Standing with Babylon

One nice thing about reading the Old Testament and the Book of Mormon together is that it lets us expand our mental geography of Zion into a full cartographic plane. Zion’s geography isn’t static. At times it’s surrounded on every side or held in captivity, at other times forming alliances, at times resisting and at times commanded not to resist its more powerful neighbors.

To the east lies Babylon, less a geographic place or the capital of a foreign power than a synonym for sexual license, food and drink and revelry to excess. But carnal and worldly Babylon is also cosmopolitan, sophisticated, multicultural and tolerant in its own way, at least after initial frictions have been dealt with. All in all, you can (like Daniel) lead a productive life while residing in Babylon as a member of a minority faith with peculiar habits, and even rise to serve the king honorably and well. You can’t stay, though. Eventually Zion has to return from exile, but the experience of exile in Babylon can be remarkably fruitful. You can learn useful things from its scholars and astrologers. Babylon is fun; the temptation is to stay when it’s time to depart and rebuild Zion. Don’t forget: Babylon is not Zion. It opposes Zion in some essential ways, and will periodically try to kill you.

To the west is Egypt, also a place of captivity, and also where you can (like Joseph) rise to high esteem in the service of Pharaoh. Egypt is hierarchical, conscious of tradition, and less welcoming to outsiders. Egypt tends to be more straitlaced and orderly compared to Babylon’s chaotic revelry. Unlike wanton Babylon, Egypt is concerned about propriety, although sometimes hypocritically. But Egypt can build things, from century-spanning building projects to a seven-year grain supply to sustain you when the rest of the world is starving. As a religious minority, you will never be entirely accepted in Egypt, but you can do well there for a long time, at least until things get out of hand. As with Babylon, you can’t stay in Egypt. At some point, Egypt too will try to kill you. Egypt is better as a distant ally than as a long-term home. Eventually your time in Egypt will run out and you will have to depart for Zion.

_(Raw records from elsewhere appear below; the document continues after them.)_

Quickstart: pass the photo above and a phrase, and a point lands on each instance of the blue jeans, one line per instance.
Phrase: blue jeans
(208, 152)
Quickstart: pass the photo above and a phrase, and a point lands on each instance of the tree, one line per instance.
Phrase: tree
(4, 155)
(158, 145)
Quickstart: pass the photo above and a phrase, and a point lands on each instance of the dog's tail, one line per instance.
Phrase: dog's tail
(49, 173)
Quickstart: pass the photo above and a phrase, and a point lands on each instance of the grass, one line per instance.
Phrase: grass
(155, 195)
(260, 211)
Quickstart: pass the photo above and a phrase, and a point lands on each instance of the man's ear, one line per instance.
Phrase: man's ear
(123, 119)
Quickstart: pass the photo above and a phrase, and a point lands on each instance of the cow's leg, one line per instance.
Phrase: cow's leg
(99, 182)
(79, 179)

On this mental map, there are no neighbors to the north, only a distant threat: the kings of the north, Gog and Magog. You might ally with Babylon against Egypt, or with Egypt against Babylon, in order to buy yourself a little breathing room in a treacherous world, but there can be no alliance with Gog and Magog, always lurking over the horizon. Those carried off to the north never return, not because they’re living under an ice cap somewhere, but because they assimilate to a wickedness that is utterly incompatible with Zion.

And the south? That is the way of the wilderness, where you flee when every other option is exhausted. To the south lie the desert, the sea, and perhaps a distant promised land. Even the south has its hazards, as eventually Zion will have to emerge from obscurity, but the south gets you out of the duality of Egypt and Babylon for a time, and puts you far from Gog and Magog.

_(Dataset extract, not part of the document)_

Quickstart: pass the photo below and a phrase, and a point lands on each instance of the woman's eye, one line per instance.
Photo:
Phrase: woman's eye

We have not fled into the desert, physically or metaphorically, in nearly two centuries. I wouldn’t mind if a moment like that comes again. I had a pretty good experience on trek, after all. I’ll hoist my child on my shoulders—metaphorically, my youngest is a bit beyond the hoisting age—and march off into the wilderness. But for now, our job is to serve honorably in Egypt or Babylon, like Joseph or Daniel, rather than fleeing into the desert like Lehi or Moses.

In some ways I’m more at home in Egypt. But if you haven’t noticed, Egypt has been having a real one lately. I mean, if you’ve decided to help organize Pharaoh’s granaries, great, that’s important work. But could you maybe tell Pharaoh and his magicians to get a grip? Because Egypt has gone from building pyramids to filling its own bakeries with frogs just to own the Babylonians, and it has the rest of us kind of freaked out about what it might do next.

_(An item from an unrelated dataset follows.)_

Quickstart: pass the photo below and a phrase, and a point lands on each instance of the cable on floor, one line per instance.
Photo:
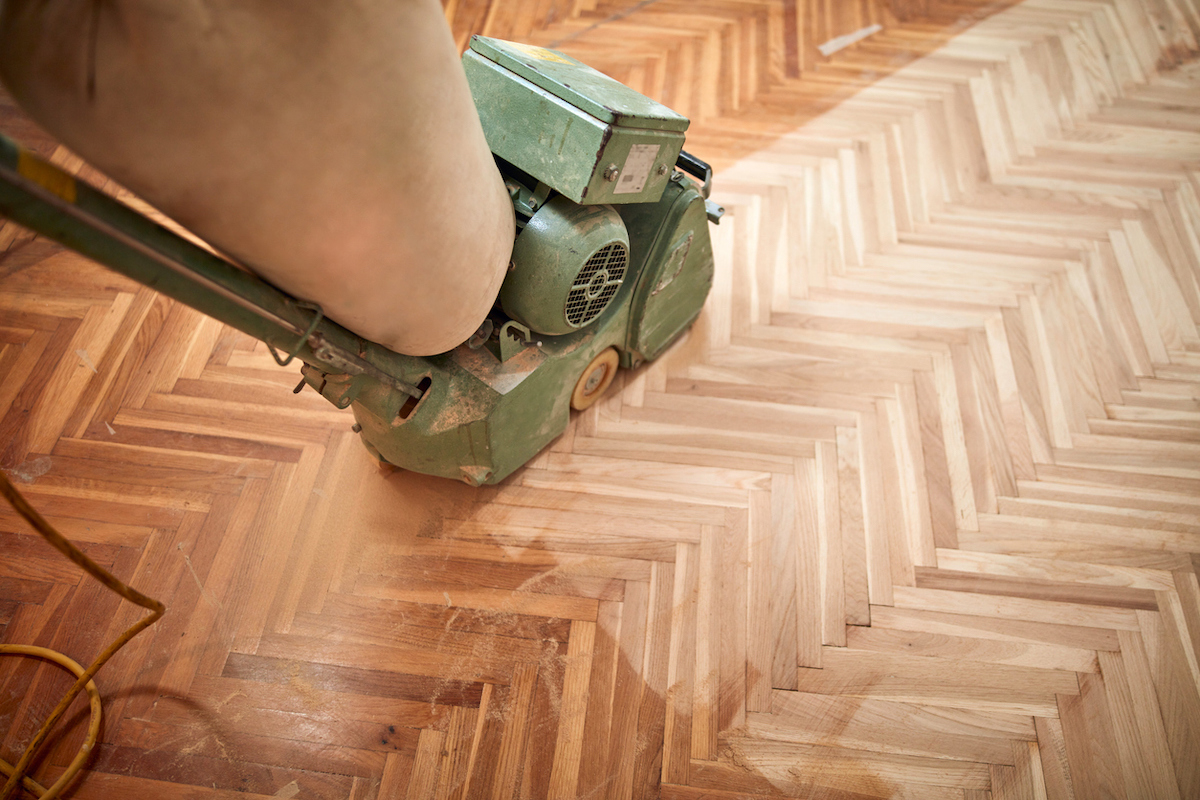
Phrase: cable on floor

I freely admit that Babylon has its issues. I don’t enjoy living in Babylon. I disagree with some of its values. But having left Egypt, I’m not going to start longing to return to its flesh pots. I don’t stand for Babylon, but if I have to choose, I’ll stand with Babylon as long as I have to.

Not any longer than that, though. If I hear the creaking of handcart wheels rolling in the night—metaphorically or otherwise—I can have my five-gallon bucket packed within an hour.